At a special session in December 2015, the UN Human Rights Council (HRC) tasked a team of three independent experts to investigate human rights violations in Burundi. The team’s report, presented in September, found that gross and systematic human rights violations had taken place, some possibly amounting to crimes against humanity. It suggested the HRC review Burundi’s membership status. The HRC adopted a resolution presented by the EU calling for a commission of inquiry into human rights violations in Burundi since April 2015, including on whether they may constitute international crimes. The inquiry would also identify alleged perpetrators with a view to ensuring accountability.
In October, the Burundian government, angered by the UN report, stated it had suspended all cooperation with the Office of the UN High Commissioner for Human Rights in Burundi and declared the three UN independent experts persona non grata.
The UN chose in June not to replace Burundian police in its peacekeeping mission to the Central African Republic because of concerns about human rights abuses in Burundi.

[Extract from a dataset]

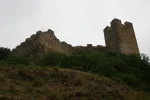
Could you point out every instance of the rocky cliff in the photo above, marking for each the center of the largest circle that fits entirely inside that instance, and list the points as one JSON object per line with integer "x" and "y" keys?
{"x": 40, "y": 43}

In July, the UN Committee Against Torture held a special session on Burundi and raised serious concerns about torture and other violations. The Burundian delegation failed to show up on the second day to answer the committee’s questions, instead sending a statement requesting more time to respond. The committee rejected this request and released its concluding observations in August.
In August, the UN Security Council passed a resolution calling for the deployment of 228 unarmed police officers to Burundi to support UN human rights monitors. Burundian authorities rejected the deployment and pro-government demonstrators protested it.
The AU authorized the deployment of 100 human rights observers and 100 military observers, but only a small number have been deployed because of disagreements between the Burundian government and the AU. The AU authorized in December 2015 the deployment of a 5,000-person African Prevention and Protection Mission in Burundi, which the Burundian government rejected, saying it would consider it an invading and occupying force. The AU did not pursue the proposal.